Kampung Bugis Diapit Dua Bidadari



DI bumi Kalimantan Timur, orang-orang Bugis membangun perkampungan lalu menjelajah ke mana-mana. Mereka punya etos kerja hebat sehingga menguasai lapangan ekonomi, menjadi para saudagar baru, lalu menguasai jabatan publik. Di kampung kecil Tanjung Batu, Berau, aku menyaksikan harmoni yang amat memukau ketika orang Bugis menjadi nelayan yang menguatkan semua nelayan lain untuk bangkit dari keterpurukan.

***

DI Tanjung Batu, Berau, lautan menjadi nadi kehidupan banyak orang. Hampir seratus persen, pekerjaan penduduk adalah nelayan. Mereka menyandarkan kehidupannya pada lautan. Mereka menata masa kini dan masa depan, dengan menjadikan laut sebagai titik pusatnya. Mereka mengelilingi laut demi menyerao energi kehidupan melalui profesi sebagai nelayan ataupun pedagang hasil laut.

Di kampung itu, aku singgah di dekat dermaga penyeberangan ke Pulau Derawan dan Pulau Maratua. Dari desa ini, Pulau Derawan hanya berjarak sekitar 15 menit perjalanan dengan speedboat. Pulau Maratua yang eksotik itu hanya sejauh satu jam perjalanan. Dermaga ini adalah pintu masuk ke pulau-pulau yang menawan dan molek serupa bidadari. Kampung yang kusinggahi ini seakan dikepung oleh dua bidadari di pesisir timur Kalimantan.
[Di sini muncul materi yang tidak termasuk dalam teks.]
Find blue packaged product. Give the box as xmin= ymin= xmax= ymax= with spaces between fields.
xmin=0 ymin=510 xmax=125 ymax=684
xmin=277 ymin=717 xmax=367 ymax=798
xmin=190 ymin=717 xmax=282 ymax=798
Harum aroma kopi menggiring langkahku untuk singgah ke satu warung kopi. Saat duduk di situ, aku mendengar pembicaraan para pengunjung. Aku bisa mengenali bahasa Bugis yang digunakan oleh para pengunjung warung kopi. Mayoritas pengunjung warung ini adalah orang Bugis. Sayup, aku juga mendengar lagu Bugis yang menyayat hati dari televisi di sudut ruangan. Ketika pemilik warung mendekat, ia lalu bertanya, “Mau pesan apa ki?”

Warung kopi itu menjadi jendela untuk mengamati banyak hal. Para nelayan tangguh di kampung ini adalah orang-orang Bajau dan Bugis yang mencari rezeki dengan menantang samudera hingga ke perairan negara tetangga. Sejarah tentang mereka terbilang panjang. Pertautan dan dialog budaya itu telah lama terjadi. Laut menjadi saksi.

Seorang warga mencatat kalau nelayan Bugis telah lama mendiami perkampungan ini. Pada mulanya, orang Bugis banyak berdiam di Pulau Derawan. Ketika bajak laut Filipina datang dan mengamuk, konflik tak terhindarkan. Banyak penduduk yang lalu pindah ke Tanjung Batu, hingga kini.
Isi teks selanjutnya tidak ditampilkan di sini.